Insofar as Black Mountain College was that place where people were more engaged by what they didn’t know than what they did – as one of its students, the sculptor John Chamberlain, put it – it is appropriate that a significant amount of the seminar’s commitment be given to research by its participants and that the information thus gathered be shared communally. It will be my responsibility, among others, to manage a listserv for the simple posting and sharing of such information as well as to bring it forward in timely discussion in the seminar itself.

It is also planned to bring in visitors with particular relation to our gaining an information of the college.
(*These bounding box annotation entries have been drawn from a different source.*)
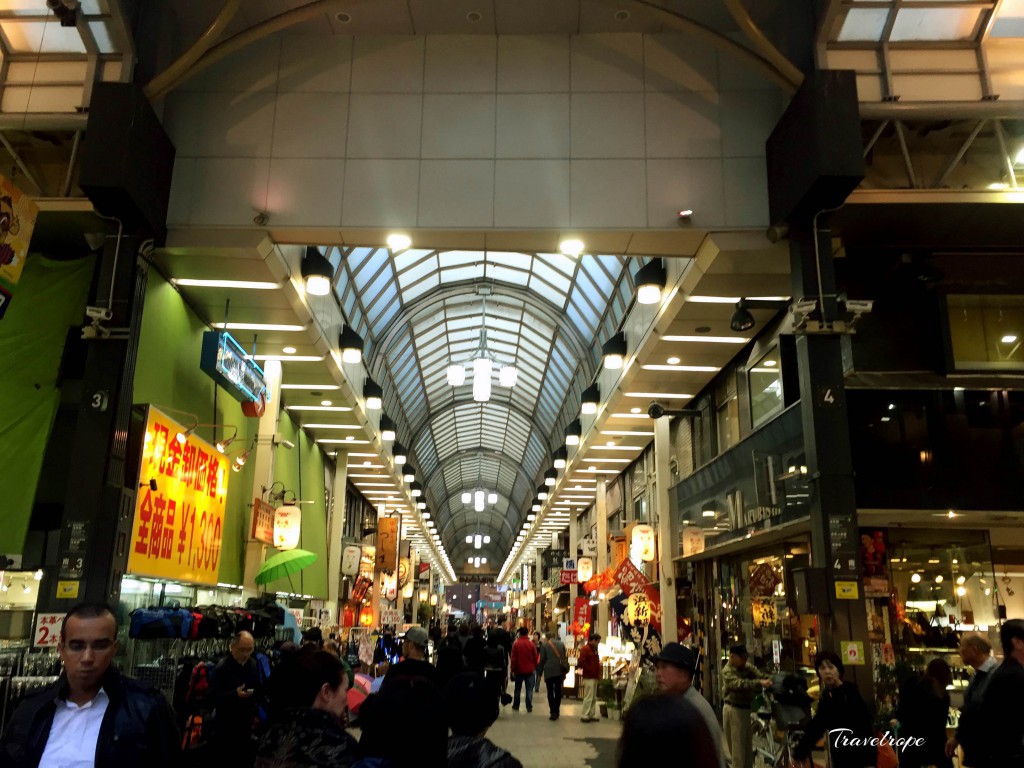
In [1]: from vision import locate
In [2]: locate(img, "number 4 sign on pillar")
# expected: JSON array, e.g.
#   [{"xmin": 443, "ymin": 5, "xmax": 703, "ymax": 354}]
[{"xmin": 32, "ymin": 613, "xmax": 65, "ymax": 648}]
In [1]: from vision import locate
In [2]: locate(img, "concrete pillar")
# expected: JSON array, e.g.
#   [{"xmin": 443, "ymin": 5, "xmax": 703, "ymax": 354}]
[
  {"xmin": 327, "ymin": 451, "xmax": 348, "ymax": 624},
  {"xmin": 654, "ymin": 416, "xmax": 679, "ymax": 643},
  {"xmin": 242, "ymin": 360, "xmax": 282, "ymax": 597},
  {"xmin": 594, "ymin": 477, "xmax": 608, "ymax": 637}
]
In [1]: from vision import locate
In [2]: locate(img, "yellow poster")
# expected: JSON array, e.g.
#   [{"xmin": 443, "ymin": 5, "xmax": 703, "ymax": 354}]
[
  {"xmin": 128, "ymin": 406, "xmax": 228, "ymax": 585},
  {"xmin": 0, "ymin": 175, "xmax": 39, "ymax": 317}
]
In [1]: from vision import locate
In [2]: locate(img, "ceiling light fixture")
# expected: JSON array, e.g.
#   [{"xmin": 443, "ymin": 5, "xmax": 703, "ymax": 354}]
[
  {"xmin": 636, "ymin": 259, "xmax": 665, "ymax": 304},
  {"xmin": 601, "ymin": 331, "xmax": 628, "ymax": 371},
  {"xmin": 299, "ymin": 246, "xmax": 334, "ymax": 296}
]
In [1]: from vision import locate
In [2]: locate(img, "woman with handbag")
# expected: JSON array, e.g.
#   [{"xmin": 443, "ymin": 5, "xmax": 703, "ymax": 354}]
[{"xmin": 538, "ymin": 633, "xmax": 569, "ymax": 720}]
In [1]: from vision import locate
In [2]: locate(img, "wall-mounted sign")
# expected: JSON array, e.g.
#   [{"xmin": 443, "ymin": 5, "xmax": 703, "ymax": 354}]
[
  {"xmin": 341, "ymin": 544, "xmax": 362, "ymax": 575},
  {"xmin": 0, "ymin": 176, "xmax": 39, "ymax": 317},
  {"xmin": 249, "ymin": 499, "xmax": 273, "ymax": 544},
  {"xmin": 199, "ymin": 331, "xmax": 267, "ymax": 411},
  {"xmin": 128, "ymin": 406, "xmax": 228, "ymax": 585},
  {"xmin": 630, "ymin": 525, "xmax": 654, "ymax": 562}
]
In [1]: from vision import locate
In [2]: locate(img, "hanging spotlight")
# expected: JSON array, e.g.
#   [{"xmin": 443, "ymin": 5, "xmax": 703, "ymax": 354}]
[
  {"xmin": 299, "ymin": 246, "xmax": 334, "ymax": 296},
  {"xmin": 338, "ymin": 326, "xmax": 362, "ymax": 364},
  {"xmin": 565, "ymin": 419, "xmax": 583, "ymax": 445},
  {"xmin": 381, "ymin": 414, "xmax": 395, "ymax": 442},
  {"xmin": 362, "ymin": 378, "xmax": 384, "ymax": 411},
  {"xmin": 601, "ymin": 331, "xmax": 628, "ymax": 371},
  {"xmin": 636, "ymin": 259, "xmax": 665, "ymax": 304},
  {"xmin": 391, "ymin": 441, "xmax": 409, "ymax": 467}
]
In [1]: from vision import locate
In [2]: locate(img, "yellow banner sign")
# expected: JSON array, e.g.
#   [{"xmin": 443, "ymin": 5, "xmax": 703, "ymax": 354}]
[{"xmin": 128, "ymin": 406, "xmax": 228, "ymax": 585}]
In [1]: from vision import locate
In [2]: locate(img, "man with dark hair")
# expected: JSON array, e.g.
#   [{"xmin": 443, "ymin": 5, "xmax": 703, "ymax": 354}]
[
  {"xmin": 0, "ymin": 603, "xmax": 181, "ymax": 768},
  {"xmin": 971, "ymin": 618, "xmax": 1024, "ymax": 768},
  {"xmin": 722, "ymin": 644, "xmax": 771, "ymax": 768}
]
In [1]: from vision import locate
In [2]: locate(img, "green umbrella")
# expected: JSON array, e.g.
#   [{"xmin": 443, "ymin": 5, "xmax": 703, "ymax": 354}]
[{"xmin": 256, "ymin": 549, "xmax": 316, "ymax": 592}]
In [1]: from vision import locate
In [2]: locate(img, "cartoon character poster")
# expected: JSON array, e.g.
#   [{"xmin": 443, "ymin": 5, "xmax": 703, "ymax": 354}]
[{"xmin": 0, "ymin": 175, "xmax": 39, "ymax": 317}]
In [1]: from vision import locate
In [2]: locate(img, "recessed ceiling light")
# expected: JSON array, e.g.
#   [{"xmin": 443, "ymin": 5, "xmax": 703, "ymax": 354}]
[
  {"xmin": 387, "ymin": 232, "xmax": 413, "ymax": 251},
  {"xmin": 558, "ymin": 238, "xmax": 585, "ymax": 256}
]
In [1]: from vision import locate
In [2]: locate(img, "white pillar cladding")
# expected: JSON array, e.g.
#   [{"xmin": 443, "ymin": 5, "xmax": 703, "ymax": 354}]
[
  {"xmin": 242, "ymin": 360, "xmax": 282, "ymax": 597},
  {"xmin": 594, "ymin": 477, "xmax": 608, "ymax": 637},
  {"xmin": 327, "ymin": 451, "xmax": 348, "ymax": 625},
  {"xmin": 654, "ymin": 416, "xmax": 679, "ymax": 643}
]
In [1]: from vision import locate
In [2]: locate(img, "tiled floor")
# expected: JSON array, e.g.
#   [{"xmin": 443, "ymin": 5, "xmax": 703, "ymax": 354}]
[{"xmin": 487, "ymin": 691, "xmax": 622, "ymax": 768}]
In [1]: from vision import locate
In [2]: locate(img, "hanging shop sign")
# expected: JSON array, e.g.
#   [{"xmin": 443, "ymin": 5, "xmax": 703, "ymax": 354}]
[
  {"xmin": 630, "ymin": 525, "xmax": 654, "ymax": 562},
  {"xmin": 249, "ymin": 498, "xmax": 274, "ymax": 544},
  {"xmin": 0, "ymin": 175, "xmax": 39, "ymax": 317},
  {"xmin": 341, "ymin": 544, "xmax": 362, "ymax": 575},
  {"xmin": 128, "ymin": 406, "xmax": 228, "ymax": 585},
  {"xmin": 273, "ymin": 504, "xmax": 302, "ymax": 550},
  {"xmin": 577, "ymin": 557, "xmax": 594, "ymax": 582},
  {"xmin": 199, "ymin": 331, "xmax": 267, "ymax": 416}
]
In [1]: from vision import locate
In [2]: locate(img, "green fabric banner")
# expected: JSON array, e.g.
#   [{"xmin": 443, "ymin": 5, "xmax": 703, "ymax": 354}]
[{"xmin": 0, "ymin": 254, "xmax": 95, "ymax": 554}]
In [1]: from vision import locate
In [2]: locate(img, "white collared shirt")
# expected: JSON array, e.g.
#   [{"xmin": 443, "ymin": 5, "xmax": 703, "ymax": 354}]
[{"xmin": 39, "ymin": 688, "xmax": 111, "ymax": 768}]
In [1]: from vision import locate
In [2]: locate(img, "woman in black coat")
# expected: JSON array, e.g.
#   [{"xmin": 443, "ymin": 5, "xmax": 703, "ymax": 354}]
[{"xmin": 793, "ymin": 650, "xmax": 879, "ymax": 768}]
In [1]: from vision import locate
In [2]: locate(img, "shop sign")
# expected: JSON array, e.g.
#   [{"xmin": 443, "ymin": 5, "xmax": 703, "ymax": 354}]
[
  {"xmin": 273, "ymin": 504, "xmax": 302, "ymax": 551},
  {"xmin": 249, "ymin": 498, "xmax": 273, "ymax": 544},
  {"xmin": 376, "ymin": 517, "xmax": 398, "ymax": 570},
  {"xmin": 341, "ymin": 544, "xmax": 362, "ymax": 575},
  {"xmin": 839, "ymin": 640, "xmax": 864, "ymax": 666},
  {"xmin": 128, "ymin": 406, "xmax": 228, "ymax": 585},
  {"xmin": 836, "ymin": 582, "xmax": 860, "ymax": 600},
  {"xmin": 32, "ymin": 613, "xmax": 65, "ymax": 648},
  {"xmin": 0, "ymin": 175, "xmax": 39, "ymax": 317},
  {"xmin": 630, "ymin": 525, "xmax": 654, "ymax": 562}
]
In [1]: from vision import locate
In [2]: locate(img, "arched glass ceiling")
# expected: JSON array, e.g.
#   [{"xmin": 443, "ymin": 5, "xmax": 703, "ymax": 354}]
[{"xmin": 328, "ymin": 247, "xmax": 642, "ymax": 568}]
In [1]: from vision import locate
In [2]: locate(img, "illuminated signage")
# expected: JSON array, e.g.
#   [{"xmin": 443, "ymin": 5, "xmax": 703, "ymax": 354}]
[
  {"xmin": 128, "ymin": 406, "xmax": 228, "ymax": 585},
  {"xmin": 199, "ymin": 331, "xmax": 267, "ymax": 402}
]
One guest presently committed is Vincent Katz, the curator and editor of Black Mountain College: Experiment in Art (MIT Press, 2003). The writer Michael Rumaker will also be able to join us for an afternoon. His Black Mountain Days, A Memoir has just been published by Black Mountain Press and will be used as a text.

Insofar as the seminar meets once a week, one can propose a a characteristic meeting to consist of a review of information gathered, an exchange of propositions and facts concerning the college and its persons, a conversation particular to the focus of that day, whether of the college’s general disposition, a particular faculty member or artist, or the apparent consequences of the college and its students and faculty more generally. There will also be those occasions when a guest and/or visitor is given authority to inform the seminar as his or her information makes possible – a range that might well extend from slides, to lecture, to performance, depending on the specific person.

Booklist

1) Ed. Vincent Katz,
BLACK MOUNTAIN COLLEGE: EXPERIMENT IN ART, hardcover.
ISBN: 0262112795.
MIT Press.

2) Michael Rumaker,
BLACK MOUNTAIN DAYS, paper.
ISBN: 0-9649020-8-7.
Black Mountain Press

3) Josef Albers,
INTERACTION OF COLOR, paper.
ISBN: 0300018460.
Yale University Press.

4) M.C. Richards,
CENTERING, paper.
ISBN: 0819562009.
Wesleyan University Press.

5) John Cage,
SILENCE, paper.
ISBN: 0819560286.
Wesleyan University Press.

6) Charles Olson, ed. Creeley,
SELECTED WRITINGS, paper.
ASIN: 0811201287.
New Directions.

Other suggested texts:

Fielding Dawson, THE BLACK MOUNTAIN BOOK (OP).

Martin Duberman, BLACK MOUNTAIN, AN EXPLORATION IN COMMUNITY (OP)

Mary Emma Harris, THE ARTS AT BLACK MOUNTAIN COLLEGE (MIT Press)

Syllabus

Given the nature of our meetings, no strict determination of materials and reading is finally possible. I’ll expect that those enrolled will use the assigned texts (those I have asked you to get) as a basic and necessary inform-ation and reference for the seminar’s activity. The order to be used is as follows:

September: General information of the college itself and its shifting administration and foci.

(Black Mountain: Experiment in Art; Black Mountain Days)

October: Continuing discussion of the college’s persons and determinants (Albers and M.C. Richards).

(Interaction of Color; Centering)

November: Continuing discussion of the college’s persons and determinants (Cage and Olson).

(Silence; (Olson) Selected Writings)

December: Summary and digression.Requirements and conditions:

Participants are expected to develop and substantiate their own lines of inquiry, culminating in a 40 page final paper (which can be done in one to four parts at the choice of the student). Limited to 20 students.